Websites and APIs on Render are unavailable due to Cloudflare network errors (opens in new tab)

(status.render.com)

95 pointsbgoldste2y ago46 comments

46 comments

39 comments · 9 top-level

anurag2y ago· 13 in thread

--- edit ---

Everything is back up. We're waiting for Cloudflare's RCA and will follow up with additional Render context right after.

------------

(Render CEO) While Cloudflare investigates the issue on their end, we're also working on ways to bypass Cloudflare.

Really sorry about this, folks. We'll keep https://status.render.com updated and will post an RCA once things calm down.

Cloudflare have declared an incident at https://www.cloudflarestatus.com/incidents/2xffnv666yd7.

In case you're wondering, we use Cloudflare to keep Render's network up during DDoS attacks. Both Render and our customers are often targeted. We've already started building a product that lets customers bypass Cloudflare altogether, and I expect we'll see more demand for it after today's incident.

jumploops2y ago

Thanks for the response anurag.

We really like Render but are running into issues with Cloudflare blocking requests that are incorrectly flagged as malicious (our service passes code blocks over HTTP, similar to Replit).

Not to mention our site was down for way too long this evening…
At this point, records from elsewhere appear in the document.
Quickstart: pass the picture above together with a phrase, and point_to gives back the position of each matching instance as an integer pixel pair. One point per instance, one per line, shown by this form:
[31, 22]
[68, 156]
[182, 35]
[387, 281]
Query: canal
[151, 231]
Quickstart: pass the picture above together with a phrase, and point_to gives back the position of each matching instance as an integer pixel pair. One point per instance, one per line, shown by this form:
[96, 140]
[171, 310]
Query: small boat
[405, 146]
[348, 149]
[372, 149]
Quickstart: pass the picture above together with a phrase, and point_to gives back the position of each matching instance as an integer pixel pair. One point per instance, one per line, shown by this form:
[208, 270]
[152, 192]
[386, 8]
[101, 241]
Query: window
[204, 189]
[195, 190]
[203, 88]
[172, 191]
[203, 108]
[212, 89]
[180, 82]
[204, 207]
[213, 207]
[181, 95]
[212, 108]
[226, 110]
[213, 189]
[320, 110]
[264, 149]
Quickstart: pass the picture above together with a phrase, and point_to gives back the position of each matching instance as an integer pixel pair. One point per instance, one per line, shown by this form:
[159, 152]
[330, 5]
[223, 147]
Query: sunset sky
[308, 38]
We’d consider staying if we can bypass Cloudflare altogether. Render has been stable otherwise.

supriyo-biswas2y ago

As a quick workaround, try base64 encoding your payloads.

1 more reply

anurag2y ago

Send me an email (address in profile) if you'd like alpha access to this feature.

1 more reply

reustle2y ago

> We've already started building a product that lets customers bypass Cloudflare altogether

Really happy to hear this. Thank you.

EspressoGPT2y ago

Thanks for the transparency here!

TekMol2y ago

Why are DDoS attacks a thing?

Who spends resources (money?) on running those? What is the incentive?

belter2y ago

They don't spend that many resources. Most participants in DDoS attacks are sometimes innocently recruited victims. Either victim of their own ignorance or victim of developers lack of care for secure defaults. In other words, some software product is deployed where it should not be...Then....The people and/or AI's who want to run these attacks, explore standard protocol behavior.

"Memcrashed - Major amplification attacks from UDP port 11211" - https://blog.cloudflare.com/memcrashed-major-amplification-a...

bombcar2y ago

DDoS attacks basically are still a thing because there's nobody really incentivized to solve it.
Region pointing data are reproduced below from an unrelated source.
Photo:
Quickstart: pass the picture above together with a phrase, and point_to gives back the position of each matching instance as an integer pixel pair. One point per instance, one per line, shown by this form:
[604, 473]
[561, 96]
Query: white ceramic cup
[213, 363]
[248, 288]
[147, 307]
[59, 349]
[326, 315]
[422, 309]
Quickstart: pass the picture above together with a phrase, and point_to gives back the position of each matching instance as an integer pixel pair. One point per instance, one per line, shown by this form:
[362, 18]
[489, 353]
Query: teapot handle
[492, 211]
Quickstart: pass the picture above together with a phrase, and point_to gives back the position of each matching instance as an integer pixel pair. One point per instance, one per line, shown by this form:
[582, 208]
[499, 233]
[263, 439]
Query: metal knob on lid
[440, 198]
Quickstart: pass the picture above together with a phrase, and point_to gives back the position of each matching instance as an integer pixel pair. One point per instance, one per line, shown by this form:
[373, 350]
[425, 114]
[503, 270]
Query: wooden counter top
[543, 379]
The people harmed by them are too small to fix it, and the people big enough make more money selling DDoS mitigation.

From what I understand you can avoid many DDoS just by going IPv6 only, because DDoS mainly depends on unpatched shitmachines from the old days.

1 more reply

maccard2y ago

> Who spends resources (money?) on running those?

A raspberry pi can generate enough traffic to overload an otherwise unprotected service. It doesn't cost much, if anything to launch a brute force attack.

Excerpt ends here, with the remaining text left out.